By Staff Reporter
Employees at Waverley Blankets have taken a stand by initiating a strike to protest against the company’s refusal to adhere to an arbitration ruling.
The ruling stated that all textile employers must raise their workers’ salaries to a minimum of US$184.00 per month.
Throughout the night of Tuesday, Waverley Blankets employees remained locked inside their Graniteside factory, voicing their discontent with a meager weekly net wage of ZWL$30,738.00, equivalent to a monthly salary of ZWL$122,952.00.
As of May 30, 2023, the prevailing RBZ auction rate was USD1: ZWL$2577.05.
The National Employment Council for the Textile Manufacturing Industry issued a circular outlining the payment terms. According to the circular, industry players were obligated to pay 45 percent of the US$184 in foreign currency, with the remaining 55 percent paid in the local currency at the prevailing exchange rate.
The circular stated:
“The wage negotiations deadlock in the Textile Manufacturing Industry has been resolved through voluntary arbitration, as agreed upon by all parties involved.
“As a result, the arbitral tribunal has decreed that the minimum wage be set at US$184.00, with the same percentage differential applying across all grades/levels.

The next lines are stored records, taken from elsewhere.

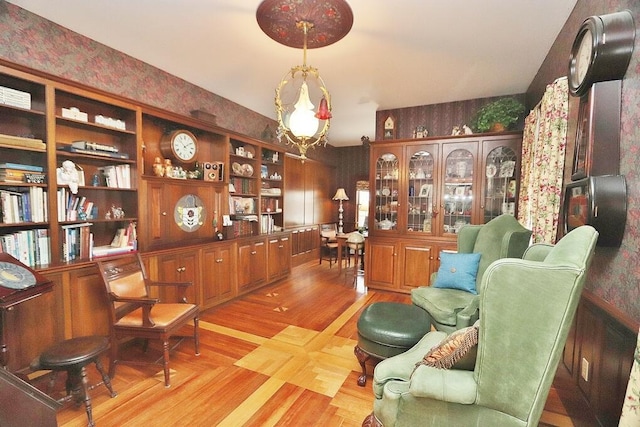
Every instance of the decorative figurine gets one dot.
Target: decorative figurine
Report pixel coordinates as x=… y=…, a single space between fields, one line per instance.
x=68 y=175
x=158 y=167
x=168 y=169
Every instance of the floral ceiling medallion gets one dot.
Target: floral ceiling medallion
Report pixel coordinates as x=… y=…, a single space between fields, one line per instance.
x=331 y=21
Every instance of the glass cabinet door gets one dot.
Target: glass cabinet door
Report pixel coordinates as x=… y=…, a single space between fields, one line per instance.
x=386 y=192
x=500 y=190
x=458 y=191
x=421 y=173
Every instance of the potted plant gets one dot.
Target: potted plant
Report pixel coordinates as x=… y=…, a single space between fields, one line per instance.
x=498 y=115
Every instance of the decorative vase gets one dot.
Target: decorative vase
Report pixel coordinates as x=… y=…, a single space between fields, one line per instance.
x=497 y=127
x=158 y=167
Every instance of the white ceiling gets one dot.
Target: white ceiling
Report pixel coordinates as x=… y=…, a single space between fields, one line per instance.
x=399 y=53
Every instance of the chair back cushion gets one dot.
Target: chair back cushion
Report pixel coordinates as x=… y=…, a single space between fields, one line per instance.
x=526 y=310
x=502 y=237
x=131 y=285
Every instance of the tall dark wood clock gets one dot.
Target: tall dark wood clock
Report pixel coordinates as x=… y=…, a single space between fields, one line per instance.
x=597 y=149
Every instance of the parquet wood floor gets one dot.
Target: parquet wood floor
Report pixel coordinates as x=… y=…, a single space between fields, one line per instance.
x=280 y=356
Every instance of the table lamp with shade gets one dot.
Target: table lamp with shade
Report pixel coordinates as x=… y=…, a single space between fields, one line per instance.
x=340 y=195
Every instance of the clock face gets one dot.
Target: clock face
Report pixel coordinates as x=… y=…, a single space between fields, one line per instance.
x=583 y=57
x=15 y=276
x=180 y=145
x=184 y=146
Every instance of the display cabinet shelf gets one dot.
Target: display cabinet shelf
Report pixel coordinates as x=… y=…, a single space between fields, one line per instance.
x=425 y=191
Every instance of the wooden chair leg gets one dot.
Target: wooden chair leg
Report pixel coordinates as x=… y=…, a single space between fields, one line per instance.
x=165 y=363
x=196 y=334
x=84 y=383
x=362 y=358
x=105 y=378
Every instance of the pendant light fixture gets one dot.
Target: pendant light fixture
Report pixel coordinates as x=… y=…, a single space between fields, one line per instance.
x=305 y=24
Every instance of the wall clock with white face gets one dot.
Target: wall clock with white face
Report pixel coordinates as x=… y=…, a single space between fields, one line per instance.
x=179 y=145
x=601 y=51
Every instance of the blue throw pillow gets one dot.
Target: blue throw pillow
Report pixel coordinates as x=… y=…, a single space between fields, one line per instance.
x=458 y=271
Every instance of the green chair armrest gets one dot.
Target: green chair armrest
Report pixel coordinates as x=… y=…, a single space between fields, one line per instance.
x=401 y=366
x=468 y=315
x=449 y=385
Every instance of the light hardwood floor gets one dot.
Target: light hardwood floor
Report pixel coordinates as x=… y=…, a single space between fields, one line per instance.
x=280 y=356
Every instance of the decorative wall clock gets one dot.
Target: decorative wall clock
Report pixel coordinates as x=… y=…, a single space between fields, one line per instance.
x=597 y=145
x=190 y=213
x=179 y=145
x=601 y=50
x=389 y=128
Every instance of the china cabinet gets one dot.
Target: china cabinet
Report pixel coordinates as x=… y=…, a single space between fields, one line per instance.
x=424 y=191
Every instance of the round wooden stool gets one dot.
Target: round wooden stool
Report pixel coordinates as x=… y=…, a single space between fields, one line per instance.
x=73 y=356
x=386 y=329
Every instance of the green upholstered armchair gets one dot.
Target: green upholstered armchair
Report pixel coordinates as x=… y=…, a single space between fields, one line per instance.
x=452 y=309
x=526 y=310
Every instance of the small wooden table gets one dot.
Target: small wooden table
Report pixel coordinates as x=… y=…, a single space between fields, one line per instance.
x=342 y=241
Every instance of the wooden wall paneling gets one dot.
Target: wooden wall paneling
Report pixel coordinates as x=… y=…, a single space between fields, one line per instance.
x=612 y=373
x=87 y=303
x=312 y=193
x=294 y=188
x=588 y=332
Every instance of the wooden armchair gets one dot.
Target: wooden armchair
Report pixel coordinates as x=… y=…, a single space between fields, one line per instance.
x=328 y=243
x=133 y=313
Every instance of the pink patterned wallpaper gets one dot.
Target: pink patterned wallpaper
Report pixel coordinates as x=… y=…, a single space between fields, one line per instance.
x=615 y=273
x=28 y=39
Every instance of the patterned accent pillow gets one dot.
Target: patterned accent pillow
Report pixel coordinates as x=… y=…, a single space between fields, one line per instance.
x=457 y=351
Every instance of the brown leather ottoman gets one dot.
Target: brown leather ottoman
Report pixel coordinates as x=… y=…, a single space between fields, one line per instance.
x=386 y=329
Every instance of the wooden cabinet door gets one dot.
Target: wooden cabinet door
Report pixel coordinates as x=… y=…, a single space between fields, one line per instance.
x=381 y=265
x=458 y=206
x=87 y=299
x=218 y=265
x=179 y=267
x=499 y=173
x=416 y=261
x=279 y=251
x=252 y=265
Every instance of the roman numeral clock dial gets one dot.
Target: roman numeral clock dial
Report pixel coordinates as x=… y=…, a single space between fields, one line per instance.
x=179 y=145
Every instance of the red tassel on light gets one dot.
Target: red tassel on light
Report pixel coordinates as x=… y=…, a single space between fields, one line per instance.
x=323 y=110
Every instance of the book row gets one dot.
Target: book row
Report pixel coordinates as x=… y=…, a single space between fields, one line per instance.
x=23 y=206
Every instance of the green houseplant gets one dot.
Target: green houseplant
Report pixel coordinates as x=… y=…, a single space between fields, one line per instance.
x=504 y=111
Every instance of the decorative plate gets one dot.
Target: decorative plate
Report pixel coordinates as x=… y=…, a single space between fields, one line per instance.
x=247 y=170
x=236 y=168
x=189 y=213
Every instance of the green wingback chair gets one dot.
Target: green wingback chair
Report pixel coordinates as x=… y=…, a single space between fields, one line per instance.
x=526 y=310
x=452 y=309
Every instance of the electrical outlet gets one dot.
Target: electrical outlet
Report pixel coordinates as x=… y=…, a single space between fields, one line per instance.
x=585 y=369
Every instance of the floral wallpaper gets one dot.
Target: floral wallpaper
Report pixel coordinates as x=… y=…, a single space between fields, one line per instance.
x=615 y=272
x=30 y=40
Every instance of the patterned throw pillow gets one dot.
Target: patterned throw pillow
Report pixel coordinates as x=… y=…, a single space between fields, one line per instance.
x=457 y=351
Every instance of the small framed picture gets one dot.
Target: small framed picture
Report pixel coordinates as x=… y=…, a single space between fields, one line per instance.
x=389 y=128
x=426 y=190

“All companies operating in the Textile Manufacturing Industry are required to pay 45% of the minimum wages in United States Dollars, while the remaining balance of 55% should be paid in the local currency (ZWL) at the prevailing official exchange rate, as determined by the RBZ auction rate.”
Insiders familiar with the situation at Waverley Blankets revealed that the company’s Managing Director had applied to the National Employment Council for the Textile Manufacturing Industry, seeking an exemption from implementing the agreed-upon wages following the arbitration process.
In response, the council issued a letter rejecting the exemption application.
The letter, gleaned by this publication stated:
“We have duly considered your request for exemption and regret to inform you that it has been declined. Therefore, there is no pending application for exemption before the NEC, as it has been turned down or rejected.
“In light of this, the arbitral award remains in effect until a competent court decides otherwise.”
The striking employees have pledged to continue their protest until Waverley Blankets complies with the arbitration outcome and fulfills their demands.